Of course, what is sad about these deaths is that we—as a community—almost always forget any “lessons learned” with the passage of time. Sangji died three years ago, and the level of attention paid to safety in academia is still atrocious. You don’t need to search far in most academic labs to find someone working with hazardous compounds without a lab coat. I was really impressed when in 2010, Caltech’s chemistry division held what it billed as its “first annual Safety Day”. Perhaps in response to the Sangji accident, the program included a breakout demonstration on “Working with Pyrophorics: Syringe, canula, quenching techniques”. Unfortunately, 2011 has come and gone and a “second annual” session never materialized. It would be nice if we could get to a place where our community didn’t need a constant stream of fresh corpses to remind it how to behave.
I have little doubt that when the Harran/UCLA case is finally resolved—most likely with a settlement that includes little more than a slap on the wrist as punishment—that the academic community will forget the episode and revert to its usual ways. This has already happened once in the Sangji story, which was an afterthought before the arrest warrant was issued for Harran.
But the world of chemistry has seen this before. When I was a freshman at NYU, my organic professor brought in an article from the New York Times titled “Lethal Chemistry at Harvard”. The story detailed the death of Jason Altom, a graduate student who committed suicide and blamed his death on pressures of graduate school specific to Harvard and his advisor. After Altom’s death, the chemistry department at Harvard vowed to improve the environment it fostered for grad students. They expanded the mental health services available, paid attention to recommendations of the students’ “Quality of Life” committee, and revamped the thesis committee structure so that students would interact with professors other than just their advisors.
I enrolled at Harvard for grad school several years later, and in my time there, the department (i) rolled back many of the mental health benefits, (ii) changed the “Quality of Life” committee to the “GPC” (Graduate student and Postdoc Committee?) and paid minimal attention to it, and (iii) did little to correct the culture of isolation. At Harvard, each research group was/is more-or-less an island physically and socially. The architecture sequesters each lab group to its own area, while the institutional culture does the same socially. The opportunities to interact with professors other than your advisor are few and far between. There are few, if any, joint students among labs, and interlab interactions are commonly limited to people who’ve met in first-year classes. The “student center” so highly touted in 1999 (actually known as the Department Center) serves not as a place for students to unwind so much as a neutral location for standard departmental events. While positive changes did come out of the Altom tragedy, they were largely ornamental and did nothing to change the culture of the organization.

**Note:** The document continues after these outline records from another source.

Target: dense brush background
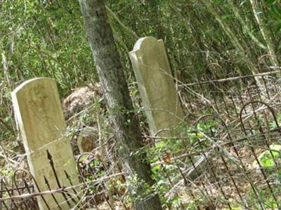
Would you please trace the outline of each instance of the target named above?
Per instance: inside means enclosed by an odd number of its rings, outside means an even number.
[[[280,66],[280,0],[106,1],[129,82],[134,77],[128,52],[145,36],[164,41],[174,76],[183,83]],[[9,141],[16,133],[11,92],[21,82],[54,78],[63,98],[98,78],[78,1],[0,0],[0,141]]]

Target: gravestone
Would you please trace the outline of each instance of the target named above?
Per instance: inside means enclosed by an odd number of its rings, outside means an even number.
[[[144,37],[129,52],[152,135],[171,129],[184,117],[162,40]],[[161,132],[160,136],[169,133]]]
[[[79,184],[55,80],[41,78],[25,81],[12,92],[12,99],[37,190]],[[72,197],[78,190],[37,197],[39,209],[70,209],[78,202]]]

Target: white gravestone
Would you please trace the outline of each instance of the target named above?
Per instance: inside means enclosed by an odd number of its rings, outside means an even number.
[[[40,191],[70,186],[70,180],[72,185],[79,184],[55,80],[41,78],[25,81],[12,92],[12,99],[30,170]],[[39,209],[70,209],[78,202],[73,196],[77,190],[44,195],[48,208],[37,197]]]
[[[151,134],[173,128],[184,114],[162,40],[141,38],[129,56]]]

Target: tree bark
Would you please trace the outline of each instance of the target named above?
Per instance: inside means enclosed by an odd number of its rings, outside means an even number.
[[[128,178],[136,175],[138,183],[146,183],[132,185],[130,190],[136,192],[134,197],[142,197],[135,200],[133,206],[138,210],[162,209],[159,197],[154,190],[150,195],[144,195],[145,186],[151,187],[155,182],[151,178],[150,166],[145,160],[146,155],[136,153],[140,152],[143,146],[140,130],[133,111],[128,86],[108,22],[105,1],[79,0],[79,4],[101,87],[114,124],[118,152],[124,169]]]

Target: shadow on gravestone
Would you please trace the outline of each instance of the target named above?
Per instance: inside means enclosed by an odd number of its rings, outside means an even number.
[[[39,78],[25,81],[12,92],[12,99],[37,192],[79,184],[55,80]],[[75,197],[79,190],[45,195],[45,202],[37,197],[39,209],[70,209],[79,202]]]
[[[172,129],[184,118],[162,40],[138,39],[129,52],[152,135]],[[160,136],[169,135],[167,132]]]

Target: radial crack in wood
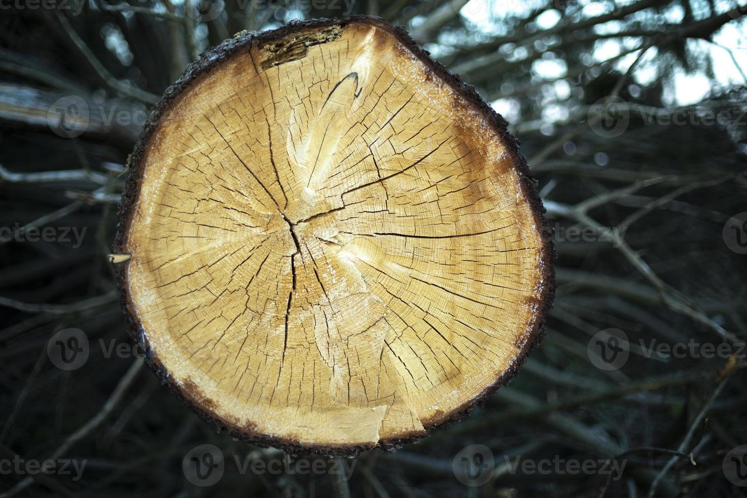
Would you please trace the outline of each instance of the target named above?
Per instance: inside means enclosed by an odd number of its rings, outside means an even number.
[[[153,116],[115,267],[149,363],[217,426],[393,449],[539,341],[554,276],[535,183],[506,122],[403,30],[238,35]]]

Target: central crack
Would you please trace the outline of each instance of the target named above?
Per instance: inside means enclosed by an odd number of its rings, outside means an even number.
[[[288,228],[291,231],[291,237],[293,238],[293,243],[296,246],[296,252],[291,255],[291,278],[292,281],[291,292],[288,293],[288,308],[285,308],[285,337],[283,340],[282,358],[280,361],[280,368],[282,368],[282,364],[285,361],[285,350],[288,349],[288,322],[291,317],[291,305],[293,302],[293,293],[296,290],[296,256],[301,254],[301,246],[298,244],[298,236],[296,235],[296,231],[293,229],[293,227],[296,226],[296,223],[291,222],[282,213],[280,213],[280,216],[288,223]],[[279,376],[278,379],[279,380]]]

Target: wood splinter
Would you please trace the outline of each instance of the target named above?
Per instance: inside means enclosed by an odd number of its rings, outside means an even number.
[[[149,364],[238,438],[393,449],[505,384],[554,249],[506,122],[374,18],[243,34],[131,157],[113,252]]]

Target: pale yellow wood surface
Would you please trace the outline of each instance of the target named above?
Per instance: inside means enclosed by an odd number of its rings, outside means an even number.
[[[548,282],[515,156],[365,22],[197,78],[144,155],[123,252],[171,382],[309,446],[424,433],[512,367]]]

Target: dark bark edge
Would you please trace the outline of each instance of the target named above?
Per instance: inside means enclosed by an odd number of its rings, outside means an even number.
[[[521,336],[522,344],[512,366],[501,373],[493,384],[486,387],[482,393],[461,406],[445,412],[438,417],[423,423],[426,432],[437,427],[444,427],[460,420],[468,415],[475,408],[483,405],[501,385],[506,385],[516,375],[526,361],[529,354],[540,343],[545,335],[545,322],[548,313],[552,307],[555,296],[555,272],[553,268],[556,254],[552,243],[552,227],[545,219],[545,209],[537,190],[537,182],[532,175],[524,157],[519,152],[518,140],[507,129],[508,123],[492,108],[480,98],[474,87],[462,81],[462,78],[446,69],[442,64],[430,58],[429,52],[421,49],[401,26],[392,26],[377,17],[354,16],[344,19],[312,19],[293,22],[276,30],[263,33],[242,32],[232,39],[213,47],[205,52],[198,60],[192,63],[184,74],[164,93],[163,99],[153,108],[150,119],[146,125],[134,150],[128,160],[128,177],[122,196],[122,204],[119,211],[119,222],[117,235],[112,250],[124,252],[124,246],[129,230],[131,217],[140,196],[140,180],[143,178],[144,158],[148,144],[155,133],[161,117],[167,113],[175,99],[186,90],[191,83],[201,75],[208,72],[231,56],[249,49],[253,44],[263,44],[282,39],[285,36],[304,28],[320,28],[332,25],[344,28],[350,24],[373,25],[391,34],[395,39],[414,54],[425,66],[437,76],[450,84],[456,92],[470,102],[486,118],[490,126],[500,137],[503,145],[511,157],[513,166],[518,175],[522,194],[530,205],[534,215],[535,222],[540,231],[543,246],[542,248],[541,270],[542,281],[540,282],[542,292],[538,305],[538,311],[530,328]],[[376,445],[309,445],[300,441],[270,437],[258,432],[250,432],[223,420],[200,406],[199,400],[185,392],[170,377],[169,373],[161,364],[155,352],[150,348],[144,334],[143,326],[137,319],[134,306],[129,299],[126,268],[128,263],[115,264],[114,271],[120,290],[120,300],[127,318],[128,332],[133,340],[139,343],[146,352],[145,359],[149,367],[155,372],[161,382],[182,402],[196,413],[201,418],[218,429],[226,429],[232,436],[247,443],[262,447],[273,446],[290,453],[314,453],[326,455],[342,455],[353,456],[380,446],[386,452],[392,452],[404,444],[414,442],[424,437],[423,434],[403,434],[396,438],[382,439]]]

And that’s the problem. Changing the culture of an institution—especially one as intractable as chemical academia—is extraordinarily difficult. But so long as we forgo meaningful changes in favor of cosmetic ones that we don’t even bother to sustain anyway, we will continue to experience frustration and tragedy. One wonders what magnitude of disruption is necessary for our community to commit itself to improvement. Apparently, it is much greater than the death of a twenty-something student.